# Error while unpacking program, code 2. Please report to author.



## honoriuc (Jul 28, 2009)

The captioned message appears whenever I try to update my antispyware application, so preventing it. When I stopped the firewall and runned a sfc /scannow and corrected 3 or 4 system files, it did open, but no more after reopening the firewall.


----------



## deleted010511 (Apr 29, 2009)

You may have other Spyware issues. First you can disable the Firewall. If the Spyware program opens then it has it's own Firewall that conflicts with Windows. You should also download CCleaner delete temp files, run Registry Cleaner too.
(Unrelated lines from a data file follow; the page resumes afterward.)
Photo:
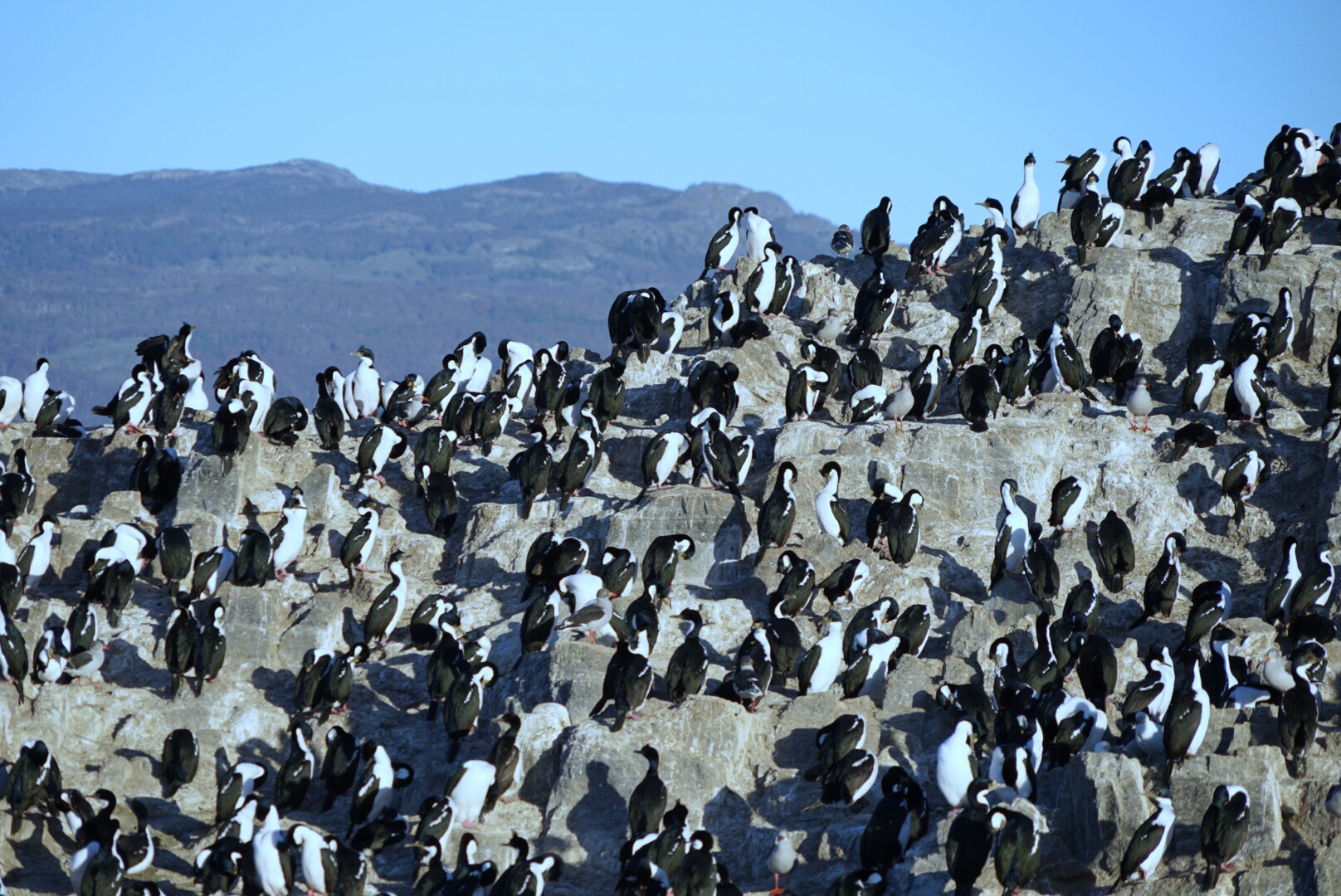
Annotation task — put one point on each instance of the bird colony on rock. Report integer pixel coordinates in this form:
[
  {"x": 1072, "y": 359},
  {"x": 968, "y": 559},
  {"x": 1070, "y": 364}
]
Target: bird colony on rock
[{"x": 792, "y": 549}]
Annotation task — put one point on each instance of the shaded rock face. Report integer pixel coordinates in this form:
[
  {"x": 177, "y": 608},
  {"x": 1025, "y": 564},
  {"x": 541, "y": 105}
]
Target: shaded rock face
[{"x": 739, "y": 773}]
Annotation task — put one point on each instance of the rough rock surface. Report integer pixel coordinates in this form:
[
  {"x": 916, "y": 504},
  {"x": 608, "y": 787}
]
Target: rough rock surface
[{"x": 736, "y": 772}]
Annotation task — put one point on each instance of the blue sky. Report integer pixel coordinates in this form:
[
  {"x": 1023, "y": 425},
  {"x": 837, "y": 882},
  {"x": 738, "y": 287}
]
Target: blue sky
[{"x": 827, "y": 105}]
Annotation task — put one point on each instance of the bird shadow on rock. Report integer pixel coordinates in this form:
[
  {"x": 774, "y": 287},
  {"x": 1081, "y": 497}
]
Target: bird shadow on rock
[
  {"x": 1212, "y": 563},
  {"x": 727, "y": 816},
  {"x": 600, "y": 817},
  {"x": 1199, "y": 283},
  {"x": 126, "y": 668},
  {"x": 276, "y": 687},
  {"x": 955, "y": 577},
  {"x": 165, "y": 817}
]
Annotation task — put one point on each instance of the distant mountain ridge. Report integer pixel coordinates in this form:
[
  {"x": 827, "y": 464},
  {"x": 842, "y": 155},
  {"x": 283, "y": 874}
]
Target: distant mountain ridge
[{"x": 305, "y": 262}]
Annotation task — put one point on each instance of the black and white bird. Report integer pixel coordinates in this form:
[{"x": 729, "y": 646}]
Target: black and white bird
[
  {"x": 829, "y": 509},
  {"x": 1247, "y": 224},
  {"x": 1027, "y": 202},
  {"x": 1012, "y": 539},
  {"x": 1225, "y": 826},
  {"x": 1116, "y": 550},
  {"x": 1148, "y": 844},
  {"x": 723, "y": 245},
  {"x": 875, "y": 231},
  {"x": 1281, "y": 222},
  {"x": 1241, "y": 478},
  {"x": 842, "y": 241}
]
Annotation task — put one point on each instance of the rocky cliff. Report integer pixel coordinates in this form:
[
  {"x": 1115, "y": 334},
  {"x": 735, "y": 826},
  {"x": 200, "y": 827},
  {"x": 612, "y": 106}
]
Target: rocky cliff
[{"x": 738, "y": 772}]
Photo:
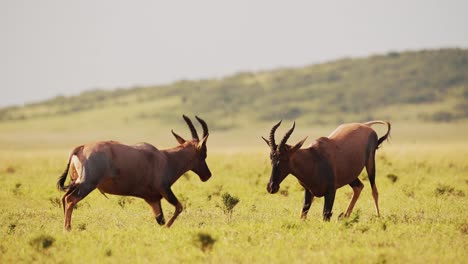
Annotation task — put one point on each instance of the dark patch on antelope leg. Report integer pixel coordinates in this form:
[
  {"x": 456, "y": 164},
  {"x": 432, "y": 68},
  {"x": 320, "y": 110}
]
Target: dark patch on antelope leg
[
  {"x": 160, "y": 219},
  {"x": 307, "y": 203},
  {"x": 172, "y": 199},
  {"x": 328, "y": 206}
]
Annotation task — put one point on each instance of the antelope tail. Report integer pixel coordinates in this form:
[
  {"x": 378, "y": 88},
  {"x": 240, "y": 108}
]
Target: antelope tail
[
  {"x": 61, "y": 180},
  {"x": 384, "y": 137}
]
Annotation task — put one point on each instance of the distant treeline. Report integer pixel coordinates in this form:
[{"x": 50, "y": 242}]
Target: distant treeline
[{"x": 431, "y": 85}]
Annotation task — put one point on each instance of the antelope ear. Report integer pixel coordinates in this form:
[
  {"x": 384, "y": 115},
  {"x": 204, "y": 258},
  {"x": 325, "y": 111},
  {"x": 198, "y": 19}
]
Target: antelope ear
[
  {"x": 178, "y": 138},
  {"x": 298, "y": 145},
  {"x": 202, "y": 142}
]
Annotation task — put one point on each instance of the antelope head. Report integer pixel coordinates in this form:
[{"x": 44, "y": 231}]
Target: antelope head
[
  {"x": 198, "y": 145},
  {"x": 280, "y": 156}
]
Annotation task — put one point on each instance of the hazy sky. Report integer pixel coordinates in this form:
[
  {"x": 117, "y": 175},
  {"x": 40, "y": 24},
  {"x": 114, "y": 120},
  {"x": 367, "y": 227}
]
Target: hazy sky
[{"x": 63, "y": 47}]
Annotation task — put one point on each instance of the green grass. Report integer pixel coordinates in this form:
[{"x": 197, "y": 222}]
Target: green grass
[{"x": 423, "y": 204}]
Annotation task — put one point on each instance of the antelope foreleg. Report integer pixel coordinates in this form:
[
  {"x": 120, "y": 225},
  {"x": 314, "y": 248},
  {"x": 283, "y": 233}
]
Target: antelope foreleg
[
  {"x": 157, "y": 210},
  {"x": 172, "y": 199},
  {"x": 308, "y": 197},
  {"x": 328, "y": 206},
  {"x": 357, "y": 188}
]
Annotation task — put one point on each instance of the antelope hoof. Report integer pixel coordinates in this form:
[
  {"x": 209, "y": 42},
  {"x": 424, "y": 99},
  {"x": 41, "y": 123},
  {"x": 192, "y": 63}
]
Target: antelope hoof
[
  {"x": 327, "y": 216},
  {"x": 341, "y": 216},
  {"x": 160, "y": 219}
]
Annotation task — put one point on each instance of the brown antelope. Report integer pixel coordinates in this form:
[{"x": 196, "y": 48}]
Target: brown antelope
[
  {"x": 328, "y": 164},
  {"x": 141, "y": 170}
]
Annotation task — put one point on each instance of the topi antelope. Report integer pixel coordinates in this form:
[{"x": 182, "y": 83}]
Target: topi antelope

Then download malwarebytes run full scan delete nasties.


----------



## Chochem (Dec 24, 2009)

I'm afraid the advice is wrong: Have turned off the Windows Firewall, the Error message appears as before, within seconds of going onto an internet site


----------



## atravis (Dec 31, 2009)

thru the years, i have purchased pc tools and had trouble and then purchased iolo technologies. i have recently experienced:

"error while unpacking program, code 2. Please report to author"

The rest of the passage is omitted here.